Where I would then ideally be able to provide linkConfig to ./modules/home/nvim and be able to now rewrite the earlier xdg.config setting as:

xdg.configFile."nvim/lua/me/init.lua".source = linkConfig.to "modules/home/nvim/lua/me/init.lua";

As you can tell, I’m still a few steps away from a final solution here.

My current hold-up is that I can’t actually reference config at all in the let bindings, is there anything that would allow me to get my hands on something like that there?

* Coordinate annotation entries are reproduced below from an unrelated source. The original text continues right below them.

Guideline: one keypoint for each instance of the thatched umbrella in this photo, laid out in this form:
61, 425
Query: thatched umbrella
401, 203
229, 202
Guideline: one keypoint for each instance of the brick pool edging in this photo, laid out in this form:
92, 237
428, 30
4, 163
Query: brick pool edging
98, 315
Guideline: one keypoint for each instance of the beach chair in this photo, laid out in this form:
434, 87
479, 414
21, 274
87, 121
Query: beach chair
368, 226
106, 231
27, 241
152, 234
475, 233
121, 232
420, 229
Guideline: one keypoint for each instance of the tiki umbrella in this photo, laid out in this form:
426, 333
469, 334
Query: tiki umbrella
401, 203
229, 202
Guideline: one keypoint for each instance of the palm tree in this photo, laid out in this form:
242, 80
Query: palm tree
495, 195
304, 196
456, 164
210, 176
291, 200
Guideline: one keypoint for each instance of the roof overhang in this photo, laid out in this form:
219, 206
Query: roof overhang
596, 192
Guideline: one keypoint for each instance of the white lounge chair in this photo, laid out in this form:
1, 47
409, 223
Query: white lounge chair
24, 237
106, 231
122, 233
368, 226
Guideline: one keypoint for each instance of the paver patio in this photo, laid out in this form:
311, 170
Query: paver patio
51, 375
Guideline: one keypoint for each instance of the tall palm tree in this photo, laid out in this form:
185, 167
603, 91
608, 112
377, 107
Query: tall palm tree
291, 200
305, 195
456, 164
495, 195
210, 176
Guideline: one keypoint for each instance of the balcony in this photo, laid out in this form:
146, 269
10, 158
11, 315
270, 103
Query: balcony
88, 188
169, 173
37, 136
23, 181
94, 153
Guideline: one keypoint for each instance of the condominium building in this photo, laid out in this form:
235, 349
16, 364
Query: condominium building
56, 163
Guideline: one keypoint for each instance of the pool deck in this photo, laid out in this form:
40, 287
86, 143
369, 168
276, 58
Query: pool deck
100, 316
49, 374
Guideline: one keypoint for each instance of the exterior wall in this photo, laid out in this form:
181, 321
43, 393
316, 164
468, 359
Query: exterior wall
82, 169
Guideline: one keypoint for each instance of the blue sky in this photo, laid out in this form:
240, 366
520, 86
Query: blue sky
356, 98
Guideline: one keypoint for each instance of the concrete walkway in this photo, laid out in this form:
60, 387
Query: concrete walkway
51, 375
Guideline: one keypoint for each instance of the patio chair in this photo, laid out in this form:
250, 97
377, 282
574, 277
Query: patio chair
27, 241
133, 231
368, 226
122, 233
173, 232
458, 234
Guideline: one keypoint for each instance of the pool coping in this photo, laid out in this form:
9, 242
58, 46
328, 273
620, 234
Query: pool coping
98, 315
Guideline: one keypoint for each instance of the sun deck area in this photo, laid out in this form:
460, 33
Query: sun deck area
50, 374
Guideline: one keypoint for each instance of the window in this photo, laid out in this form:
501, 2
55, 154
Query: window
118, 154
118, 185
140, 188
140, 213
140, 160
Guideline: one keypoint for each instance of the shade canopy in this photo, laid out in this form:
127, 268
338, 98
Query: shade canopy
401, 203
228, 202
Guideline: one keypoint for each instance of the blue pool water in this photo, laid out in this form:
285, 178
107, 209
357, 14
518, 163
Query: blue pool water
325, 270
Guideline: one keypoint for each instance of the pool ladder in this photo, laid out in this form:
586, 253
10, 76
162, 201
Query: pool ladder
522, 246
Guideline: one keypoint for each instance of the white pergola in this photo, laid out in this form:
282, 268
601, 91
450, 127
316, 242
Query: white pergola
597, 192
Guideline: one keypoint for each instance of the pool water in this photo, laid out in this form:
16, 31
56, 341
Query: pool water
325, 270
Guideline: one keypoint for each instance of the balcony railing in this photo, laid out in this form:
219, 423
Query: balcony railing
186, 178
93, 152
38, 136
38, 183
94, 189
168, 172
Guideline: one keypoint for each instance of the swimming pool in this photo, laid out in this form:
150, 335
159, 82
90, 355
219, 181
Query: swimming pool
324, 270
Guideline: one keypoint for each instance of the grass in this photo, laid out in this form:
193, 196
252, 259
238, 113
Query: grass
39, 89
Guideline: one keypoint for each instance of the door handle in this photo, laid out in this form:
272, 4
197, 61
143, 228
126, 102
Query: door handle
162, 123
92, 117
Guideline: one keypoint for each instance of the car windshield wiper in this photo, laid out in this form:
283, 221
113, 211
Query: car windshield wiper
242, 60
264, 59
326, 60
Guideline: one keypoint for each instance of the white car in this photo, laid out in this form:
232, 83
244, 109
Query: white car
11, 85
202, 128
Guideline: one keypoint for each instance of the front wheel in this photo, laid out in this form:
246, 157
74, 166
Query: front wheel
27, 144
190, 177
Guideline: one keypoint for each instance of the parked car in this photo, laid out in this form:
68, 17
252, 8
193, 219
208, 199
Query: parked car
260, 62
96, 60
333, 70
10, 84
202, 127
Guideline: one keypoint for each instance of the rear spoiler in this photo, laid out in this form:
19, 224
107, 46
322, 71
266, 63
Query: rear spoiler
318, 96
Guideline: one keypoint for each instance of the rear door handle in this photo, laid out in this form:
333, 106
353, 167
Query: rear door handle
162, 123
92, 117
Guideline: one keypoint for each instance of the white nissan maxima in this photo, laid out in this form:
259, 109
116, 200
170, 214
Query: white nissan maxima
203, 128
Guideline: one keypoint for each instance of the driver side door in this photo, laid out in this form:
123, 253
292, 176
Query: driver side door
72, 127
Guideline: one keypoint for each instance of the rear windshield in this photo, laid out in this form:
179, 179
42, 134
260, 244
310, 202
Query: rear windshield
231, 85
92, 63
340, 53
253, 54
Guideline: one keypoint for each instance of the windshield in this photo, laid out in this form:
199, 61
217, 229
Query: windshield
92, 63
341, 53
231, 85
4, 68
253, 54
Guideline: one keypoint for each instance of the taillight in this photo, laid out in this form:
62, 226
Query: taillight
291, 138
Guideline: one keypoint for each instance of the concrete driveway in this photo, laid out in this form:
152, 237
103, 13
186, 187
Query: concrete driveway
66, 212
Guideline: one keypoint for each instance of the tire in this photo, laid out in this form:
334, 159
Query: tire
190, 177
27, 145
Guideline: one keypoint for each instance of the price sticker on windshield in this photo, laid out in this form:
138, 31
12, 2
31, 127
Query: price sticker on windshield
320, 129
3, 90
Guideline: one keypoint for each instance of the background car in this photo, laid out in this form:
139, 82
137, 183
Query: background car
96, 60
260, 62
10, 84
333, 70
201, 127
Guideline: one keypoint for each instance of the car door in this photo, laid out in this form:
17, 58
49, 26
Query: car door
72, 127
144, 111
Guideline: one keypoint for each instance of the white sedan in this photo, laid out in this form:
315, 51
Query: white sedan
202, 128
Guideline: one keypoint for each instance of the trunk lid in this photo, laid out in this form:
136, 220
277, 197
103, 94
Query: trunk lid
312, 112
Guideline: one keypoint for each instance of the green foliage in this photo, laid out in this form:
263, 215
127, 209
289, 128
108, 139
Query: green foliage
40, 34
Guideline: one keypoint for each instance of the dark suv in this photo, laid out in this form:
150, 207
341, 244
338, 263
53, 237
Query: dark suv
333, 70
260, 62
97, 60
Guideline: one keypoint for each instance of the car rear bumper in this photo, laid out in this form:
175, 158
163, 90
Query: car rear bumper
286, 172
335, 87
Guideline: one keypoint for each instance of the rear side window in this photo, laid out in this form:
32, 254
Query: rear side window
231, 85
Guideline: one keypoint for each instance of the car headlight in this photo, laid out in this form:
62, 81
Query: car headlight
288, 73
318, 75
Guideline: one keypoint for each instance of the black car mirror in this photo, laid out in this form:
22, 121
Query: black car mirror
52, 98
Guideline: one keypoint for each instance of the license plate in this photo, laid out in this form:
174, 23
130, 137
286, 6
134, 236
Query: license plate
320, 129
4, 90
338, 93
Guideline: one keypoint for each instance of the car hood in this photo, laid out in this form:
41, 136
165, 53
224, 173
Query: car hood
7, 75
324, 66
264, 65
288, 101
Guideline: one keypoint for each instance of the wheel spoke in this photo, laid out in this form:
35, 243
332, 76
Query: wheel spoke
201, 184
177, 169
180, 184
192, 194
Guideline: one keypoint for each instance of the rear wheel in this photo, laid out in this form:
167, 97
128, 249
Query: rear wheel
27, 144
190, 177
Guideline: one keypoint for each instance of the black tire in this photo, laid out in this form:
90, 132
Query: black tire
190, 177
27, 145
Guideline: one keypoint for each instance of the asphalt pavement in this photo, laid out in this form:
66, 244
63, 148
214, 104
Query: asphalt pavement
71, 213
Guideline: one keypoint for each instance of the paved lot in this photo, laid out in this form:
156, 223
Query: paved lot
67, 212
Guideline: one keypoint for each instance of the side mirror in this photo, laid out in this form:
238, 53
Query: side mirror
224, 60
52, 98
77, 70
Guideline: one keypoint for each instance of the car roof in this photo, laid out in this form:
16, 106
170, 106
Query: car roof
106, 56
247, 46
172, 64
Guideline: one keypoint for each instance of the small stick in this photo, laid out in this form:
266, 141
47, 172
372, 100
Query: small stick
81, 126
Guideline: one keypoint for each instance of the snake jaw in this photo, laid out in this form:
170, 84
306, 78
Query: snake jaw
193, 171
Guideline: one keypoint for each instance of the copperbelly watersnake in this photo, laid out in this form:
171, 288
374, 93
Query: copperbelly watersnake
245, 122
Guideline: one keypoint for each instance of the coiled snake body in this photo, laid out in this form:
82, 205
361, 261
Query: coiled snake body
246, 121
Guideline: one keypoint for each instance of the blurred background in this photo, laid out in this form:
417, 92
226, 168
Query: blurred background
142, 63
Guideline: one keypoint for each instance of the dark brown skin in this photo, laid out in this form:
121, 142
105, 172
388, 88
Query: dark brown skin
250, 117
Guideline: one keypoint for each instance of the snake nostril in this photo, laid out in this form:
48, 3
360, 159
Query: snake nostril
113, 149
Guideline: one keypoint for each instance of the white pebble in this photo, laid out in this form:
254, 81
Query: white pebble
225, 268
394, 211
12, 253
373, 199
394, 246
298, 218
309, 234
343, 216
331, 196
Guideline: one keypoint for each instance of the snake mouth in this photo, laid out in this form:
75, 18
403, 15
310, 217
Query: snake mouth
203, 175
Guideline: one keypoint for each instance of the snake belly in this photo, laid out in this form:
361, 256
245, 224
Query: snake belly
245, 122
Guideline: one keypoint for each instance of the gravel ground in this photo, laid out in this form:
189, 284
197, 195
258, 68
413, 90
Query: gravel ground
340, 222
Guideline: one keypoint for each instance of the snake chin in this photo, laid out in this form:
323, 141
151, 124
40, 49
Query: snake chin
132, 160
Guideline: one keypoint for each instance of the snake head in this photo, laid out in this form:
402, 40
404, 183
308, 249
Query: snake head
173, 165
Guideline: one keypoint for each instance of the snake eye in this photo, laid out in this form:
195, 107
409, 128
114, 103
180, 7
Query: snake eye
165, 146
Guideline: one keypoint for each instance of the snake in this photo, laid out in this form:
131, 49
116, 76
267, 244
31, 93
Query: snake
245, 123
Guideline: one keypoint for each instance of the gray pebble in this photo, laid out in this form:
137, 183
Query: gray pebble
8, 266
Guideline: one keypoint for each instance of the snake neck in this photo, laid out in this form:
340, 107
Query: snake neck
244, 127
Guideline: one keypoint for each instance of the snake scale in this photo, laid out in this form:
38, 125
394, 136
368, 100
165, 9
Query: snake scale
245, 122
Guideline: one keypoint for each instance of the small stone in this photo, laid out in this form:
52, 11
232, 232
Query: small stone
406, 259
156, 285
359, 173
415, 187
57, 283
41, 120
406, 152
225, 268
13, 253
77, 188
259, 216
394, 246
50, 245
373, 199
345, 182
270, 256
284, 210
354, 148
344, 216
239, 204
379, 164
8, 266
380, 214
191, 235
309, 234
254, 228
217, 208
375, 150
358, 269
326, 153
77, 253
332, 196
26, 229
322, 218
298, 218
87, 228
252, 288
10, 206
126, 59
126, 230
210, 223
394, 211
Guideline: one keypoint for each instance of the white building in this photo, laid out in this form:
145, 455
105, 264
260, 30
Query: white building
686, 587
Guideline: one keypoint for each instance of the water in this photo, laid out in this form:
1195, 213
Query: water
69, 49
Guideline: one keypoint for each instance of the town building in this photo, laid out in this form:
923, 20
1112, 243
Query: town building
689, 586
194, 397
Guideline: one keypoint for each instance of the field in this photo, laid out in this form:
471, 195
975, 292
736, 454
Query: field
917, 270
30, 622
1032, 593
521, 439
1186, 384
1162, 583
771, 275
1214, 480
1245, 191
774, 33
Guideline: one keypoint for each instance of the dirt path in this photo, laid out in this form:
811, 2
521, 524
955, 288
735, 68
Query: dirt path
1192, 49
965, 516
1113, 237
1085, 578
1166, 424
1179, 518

I’m not sure it’s the cleanest way of handling things, but you could turn linkConfig into a function taking the config and pass it to Home Manager via extraSpecialArgs. The following is untested, but it ought to work.

#...

outputs = inputs@{ self, nixpkgs, home-manager, ... }:
let
repoDirName = "nix-home-redux";
homeRepoDirPath = "workbench/${repoDirName}"
linkConfig = config: rec {
  liveConfig = true;
  flakeRoot = self.outPath;
  externalHomeRoot = "${config.home.homeDirectory}/${homeRepoDirPath}";
  to = path: (
    if liveConfig 
    then (config.lib.file.mkOutOfStoreSymlink "${externalHomeRoot}/${path}")
    else "${flakeRoot}/${path}");
};
in
{
#...
  homeManagerConfigurations.linux-server = home-manager.lib.homeManagerConfiguration rec {
    system = "x86_64-linux";
    username = "me";
    homeDirectory = "/home/${username}";
    extraSpecialArgs = { inherit inputs linkConfig; };
    stateVersion = "21.05";
    configuration = { imports = [ ./modules/home/nvim ]; };
  };
#... 
}
{ pkgs, config, lib, linkConfig, ... }:

#...

xdg.configFile."nvim/lua/me/init.lua".source = (linkConfig config).to "modules/home/nvim/lua/me/init.lua";
1 Like

EDIT THE MODULES ARE BROKEN RIGHT NOW ONLY HOME MANAGER WORKS I DID IT ON PURPOSE THIS BRANCH IS STILL A WORK IN PROGRESS BUT ITS COOL

https://github.com/BirdeeHub/nixCats-nvim/tree/nixCats-5.0.0

In particular, the

nix flake init -t github:BirdeeHub/nixCats-nvim/nixCats-5.0.0#nixExpressionFlakeOutputs

template does what you want.

See it in action here

it is exported through common/default.nix to the outputs of the system flake.

Ok well the modules work again but the templates are outdated now.